Monday, April 24, 2017

Poetry Analysis


  1. Ancestors, parents, children. The connections and oppositions among these groups often provide interesting material for poets. In the work of ONE poet you have studied, examine the means by which such relationships have been explored.

  With growing up in a different cultural environment, Naomi Shihab Nye has experienced a long journey of self-exploration. On the way of this journey, her grandmother has been like a mentor, a friend, and a constant companion, who used her wealth of experiences to accompany Naomi grow up. The Words Under the Words is such a poet, in which Naomi expresses her feelings of admiration, love and longing to her grandmother through the descriptions of details of life. 
  From the first two stanzas, I can read the author’s admiration toward her grandmother despite the fact that her grandmother is a farmer and illiterate. In the first stanza, Naomi tells the readers her grandmother’s “magical hands”, which not only can know when the grapes mature but also which goat is the newborn baby by feeling its skin. After showing her grandmother’s rich experiences, she describes their closed relationship. In those days when she was sick, her grandmother used her hands to comfort her with gently covering her head. Then, in the second stanza, she introduces that her grandmother is also a baker. But rather than a baker, her grandmother is also a great mother who had been waiting for the messages from her son. Her son might be soldier who was sent to the war or migrated to another place in seeking for a better life.  I guess the loving image of her grandmother and their closed relationship is one of the reasons that enables the author to not only appreciates but embrace those gaps between different cultures later in her lives.
  Naomi’s reliance on her grandmother not only has an influence to her own personalities but also her belief. In the last stanza, from authors’ words, we know that her grandmother believes in Allah, and often tells her stories about Joha in her childhood. The word “Allah” is the Arabic word of “God”. As we know Naomi is not familiar with Arabian culture at first, her grandmother is like one of the only accesses for her to get information about Arab.
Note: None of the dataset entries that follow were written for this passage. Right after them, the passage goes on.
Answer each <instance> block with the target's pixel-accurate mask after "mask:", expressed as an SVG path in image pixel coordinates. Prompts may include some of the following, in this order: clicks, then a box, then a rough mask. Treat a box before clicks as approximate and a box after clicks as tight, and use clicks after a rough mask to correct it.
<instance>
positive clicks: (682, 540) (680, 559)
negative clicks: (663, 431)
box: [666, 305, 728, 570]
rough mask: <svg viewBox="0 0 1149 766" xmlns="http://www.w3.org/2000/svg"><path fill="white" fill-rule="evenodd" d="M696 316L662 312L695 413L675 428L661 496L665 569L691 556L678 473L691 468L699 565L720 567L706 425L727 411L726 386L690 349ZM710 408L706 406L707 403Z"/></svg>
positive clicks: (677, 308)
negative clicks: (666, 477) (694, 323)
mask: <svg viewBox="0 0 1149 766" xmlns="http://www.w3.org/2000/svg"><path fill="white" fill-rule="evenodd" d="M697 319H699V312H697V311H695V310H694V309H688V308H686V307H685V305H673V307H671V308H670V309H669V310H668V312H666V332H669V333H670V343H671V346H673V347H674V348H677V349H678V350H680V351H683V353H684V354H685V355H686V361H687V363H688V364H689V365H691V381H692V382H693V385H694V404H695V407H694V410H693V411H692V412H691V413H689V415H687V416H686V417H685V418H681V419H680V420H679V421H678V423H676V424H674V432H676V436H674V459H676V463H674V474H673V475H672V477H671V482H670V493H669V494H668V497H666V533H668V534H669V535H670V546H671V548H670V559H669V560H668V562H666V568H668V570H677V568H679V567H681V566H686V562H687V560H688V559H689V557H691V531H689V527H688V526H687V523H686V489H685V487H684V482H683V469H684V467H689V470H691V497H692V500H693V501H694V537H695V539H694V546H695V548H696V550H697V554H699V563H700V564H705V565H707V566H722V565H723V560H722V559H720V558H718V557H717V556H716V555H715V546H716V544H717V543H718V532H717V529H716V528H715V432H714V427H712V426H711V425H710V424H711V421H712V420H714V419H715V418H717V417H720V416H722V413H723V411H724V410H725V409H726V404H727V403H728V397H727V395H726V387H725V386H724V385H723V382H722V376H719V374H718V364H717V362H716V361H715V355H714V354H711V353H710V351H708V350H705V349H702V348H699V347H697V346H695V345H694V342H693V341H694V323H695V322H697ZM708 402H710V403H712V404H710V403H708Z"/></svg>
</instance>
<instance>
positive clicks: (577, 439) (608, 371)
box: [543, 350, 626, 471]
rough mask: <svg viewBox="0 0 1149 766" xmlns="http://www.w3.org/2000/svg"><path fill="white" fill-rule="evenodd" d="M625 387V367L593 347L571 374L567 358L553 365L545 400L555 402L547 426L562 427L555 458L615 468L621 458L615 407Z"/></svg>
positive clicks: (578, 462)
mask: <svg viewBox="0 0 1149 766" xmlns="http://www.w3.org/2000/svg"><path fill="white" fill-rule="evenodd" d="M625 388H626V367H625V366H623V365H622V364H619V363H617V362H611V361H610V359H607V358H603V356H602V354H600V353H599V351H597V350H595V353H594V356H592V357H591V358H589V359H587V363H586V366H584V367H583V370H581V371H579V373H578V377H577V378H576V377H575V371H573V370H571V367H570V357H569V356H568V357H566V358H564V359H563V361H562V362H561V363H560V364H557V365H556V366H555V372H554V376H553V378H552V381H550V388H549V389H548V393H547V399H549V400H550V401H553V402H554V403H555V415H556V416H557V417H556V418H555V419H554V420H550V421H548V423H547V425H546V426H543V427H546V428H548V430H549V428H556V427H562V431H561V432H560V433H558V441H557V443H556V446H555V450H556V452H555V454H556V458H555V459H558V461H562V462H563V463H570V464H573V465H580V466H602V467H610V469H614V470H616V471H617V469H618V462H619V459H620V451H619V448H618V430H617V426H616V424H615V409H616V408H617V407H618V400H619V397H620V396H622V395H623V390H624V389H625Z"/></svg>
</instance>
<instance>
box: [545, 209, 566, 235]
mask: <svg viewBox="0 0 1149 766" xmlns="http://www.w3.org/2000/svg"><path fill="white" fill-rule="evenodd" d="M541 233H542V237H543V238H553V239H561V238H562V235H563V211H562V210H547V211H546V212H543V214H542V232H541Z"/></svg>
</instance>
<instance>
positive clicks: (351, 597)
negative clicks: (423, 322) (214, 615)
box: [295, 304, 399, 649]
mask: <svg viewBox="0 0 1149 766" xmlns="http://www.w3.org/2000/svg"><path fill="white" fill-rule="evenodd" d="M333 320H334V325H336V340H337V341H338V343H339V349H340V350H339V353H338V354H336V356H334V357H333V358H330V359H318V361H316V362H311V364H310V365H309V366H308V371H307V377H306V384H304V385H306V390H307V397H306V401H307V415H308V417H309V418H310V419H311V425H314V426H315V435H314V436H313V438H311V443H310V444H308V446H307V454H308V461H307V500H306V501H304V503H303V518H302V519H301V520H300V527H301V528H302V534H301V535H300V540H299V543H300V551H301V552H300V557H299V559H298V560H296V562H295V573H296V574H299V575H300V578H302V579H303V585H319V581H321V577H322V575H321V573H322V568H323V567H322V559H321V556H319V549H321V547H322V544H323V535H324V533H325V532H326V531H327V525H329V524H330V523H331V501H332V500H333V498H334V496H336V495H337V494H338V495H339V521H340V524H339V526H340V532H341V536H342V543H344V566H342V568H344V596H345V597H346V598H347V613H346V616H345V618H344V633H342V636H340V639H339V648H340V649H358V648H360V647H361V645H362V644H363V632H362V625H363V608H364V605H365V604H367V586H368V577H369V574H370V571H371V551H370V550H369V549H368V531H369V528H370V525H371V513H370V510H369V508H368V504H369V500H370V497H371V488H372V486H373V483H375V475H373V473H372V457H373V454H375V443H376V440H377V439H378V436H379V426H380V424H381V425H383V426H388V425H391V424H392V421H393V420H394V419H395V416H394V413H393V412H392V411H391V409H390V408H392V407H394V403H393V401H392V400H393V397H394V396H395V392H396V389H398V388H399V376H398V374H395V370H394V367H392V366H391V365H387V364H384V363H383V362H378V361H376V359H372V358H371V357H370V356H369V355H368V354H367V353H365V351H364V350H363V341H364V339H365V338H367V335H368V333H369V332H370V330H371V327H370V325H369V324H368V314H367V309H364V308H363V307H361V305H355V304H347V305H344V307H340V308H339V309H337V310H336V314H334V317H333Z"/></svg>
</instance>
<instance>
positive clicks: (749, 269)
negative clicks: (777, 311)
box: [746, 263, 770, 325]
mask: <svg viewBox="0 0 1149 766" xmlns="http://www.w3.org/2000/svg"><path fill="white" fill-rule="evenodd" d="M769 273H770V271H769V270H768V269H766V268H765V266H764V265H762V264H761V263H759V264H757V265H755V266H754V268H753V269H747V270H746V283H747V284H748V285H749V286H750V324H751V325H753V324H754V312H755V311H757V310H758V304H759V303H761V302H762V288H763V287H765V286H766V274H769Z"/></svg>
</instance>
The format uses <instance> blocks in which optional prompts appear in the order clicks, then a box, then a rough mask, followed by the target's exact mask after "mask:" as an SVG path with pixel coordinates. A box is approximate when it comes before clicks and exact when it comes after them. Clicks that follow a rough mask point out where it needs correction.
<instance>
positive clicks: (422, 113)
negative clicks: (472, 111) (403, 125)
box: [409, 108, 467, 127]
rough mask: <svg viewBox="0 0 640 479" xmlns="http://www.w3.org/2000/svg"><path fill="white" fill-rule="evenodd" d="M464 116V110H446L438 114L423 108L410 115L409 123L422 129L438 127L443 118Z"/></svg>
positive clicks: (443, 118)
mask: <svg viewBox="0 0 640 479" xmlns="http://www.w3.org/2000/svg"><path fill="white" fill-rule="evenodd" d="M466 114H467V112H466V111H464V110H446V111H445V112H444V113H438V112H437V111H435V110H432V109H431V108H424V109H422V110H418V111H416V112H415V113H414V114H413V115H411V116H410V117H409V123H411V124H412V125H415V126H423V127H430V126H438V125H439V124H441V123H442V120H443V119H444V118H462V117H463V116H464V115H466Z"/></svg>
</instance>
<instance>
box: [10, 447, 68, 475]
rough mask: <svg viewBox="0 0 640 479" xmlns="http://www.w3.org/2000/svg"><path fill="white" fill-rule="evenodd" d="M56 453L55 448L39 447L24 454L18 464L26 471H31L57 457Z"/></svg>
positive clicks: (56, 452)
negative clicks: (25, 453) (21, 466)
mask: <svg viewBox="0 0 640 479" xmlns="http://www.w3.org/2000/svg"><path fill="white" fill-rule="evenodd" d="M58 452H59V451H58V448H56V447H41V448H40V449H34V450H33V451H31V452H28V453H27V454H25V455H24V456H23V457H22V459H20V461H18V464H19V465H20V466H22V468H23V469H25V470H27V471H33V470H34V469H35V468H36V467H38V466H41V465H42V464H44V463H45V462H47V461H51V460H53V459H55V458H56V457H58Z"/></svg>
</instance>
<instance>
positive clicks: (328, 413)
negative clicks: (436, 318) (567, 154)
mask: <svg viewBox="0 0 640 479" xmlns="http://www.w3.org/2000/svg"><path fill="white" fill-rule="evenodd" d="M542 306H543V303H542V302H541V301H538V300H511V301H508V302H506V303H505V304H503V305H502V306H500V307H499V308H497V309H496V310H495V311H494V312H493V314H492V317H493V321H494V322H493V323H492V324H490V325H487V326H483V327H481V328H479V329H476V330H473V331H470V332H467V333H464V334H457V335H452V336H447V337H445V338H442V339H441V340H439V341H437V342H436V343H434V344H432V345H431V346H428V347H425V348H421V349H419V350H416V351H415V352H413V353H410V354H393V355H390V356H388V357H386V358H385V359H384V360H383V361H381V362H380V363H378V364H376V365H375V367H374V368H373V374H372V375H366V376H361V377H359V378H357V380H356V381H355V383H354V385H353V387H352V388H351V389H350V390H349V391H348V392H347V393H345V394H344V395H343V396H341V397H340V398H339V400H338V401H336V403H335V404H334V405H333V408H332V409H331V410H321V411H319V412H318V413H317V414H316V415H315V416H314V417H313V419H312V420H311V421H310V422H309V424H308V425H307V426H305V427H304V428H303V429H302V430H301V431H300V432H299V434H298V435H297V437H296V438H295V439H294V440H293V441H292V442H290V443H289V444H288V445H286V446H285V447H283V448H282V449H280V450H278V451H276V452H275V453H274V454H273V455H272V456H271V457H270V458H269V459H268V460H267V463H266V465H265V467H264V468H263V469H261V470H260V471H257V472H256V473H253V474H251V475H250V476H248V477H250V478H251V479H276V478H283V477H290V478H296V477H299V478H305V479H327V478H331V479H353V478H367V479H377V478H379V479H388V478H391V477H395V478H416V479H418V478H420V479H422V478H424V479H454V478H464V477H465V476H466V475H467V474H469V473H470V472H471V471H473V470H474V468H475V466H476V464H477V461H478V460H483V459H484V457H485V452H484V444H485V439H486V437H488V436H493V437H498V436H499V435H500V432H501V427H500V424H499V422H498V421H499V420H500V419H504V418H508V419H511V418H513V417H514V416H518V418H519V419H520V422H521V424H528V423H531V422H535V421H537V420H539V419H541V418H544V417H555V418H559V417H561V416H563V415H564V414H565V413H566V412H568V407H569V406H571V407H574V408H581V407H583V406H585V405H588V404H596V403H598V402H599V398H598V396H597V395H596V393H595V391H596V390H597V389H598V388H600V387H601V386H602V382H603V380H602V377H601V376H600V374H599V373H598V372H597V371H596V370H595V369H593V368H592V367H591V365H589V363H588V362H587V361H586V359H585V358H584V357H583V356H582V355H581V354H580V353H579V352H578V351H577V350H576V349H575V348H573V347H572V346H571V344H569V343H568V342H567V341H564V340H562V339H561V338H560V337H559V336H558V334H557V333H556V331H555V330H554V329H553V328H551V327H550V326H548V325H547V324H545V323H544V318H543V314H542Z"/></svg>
More important than the cultures that her grandmother tells her, she also learns many significant lessons. The last sentence of the poem, is a direct quote from her grandmother, “Answer, if you hear the words under the words — otherwise it is just a world with a lot of rough edges, difficult to get through, and our pockets full of stones.” After describing all those beautiful memories with her grandmother, the author ends her poem with one lesson that she was taught: stay away from the appearance, think deeper, do not just be blinded by the surface of things. 
  A kind of dependent and closed relationship between the author and her grandmother is completely demonstrated in this poem. Every aspect of Naomi’s personalities or identity all can be traced back to some specific details of her grandmother’s life.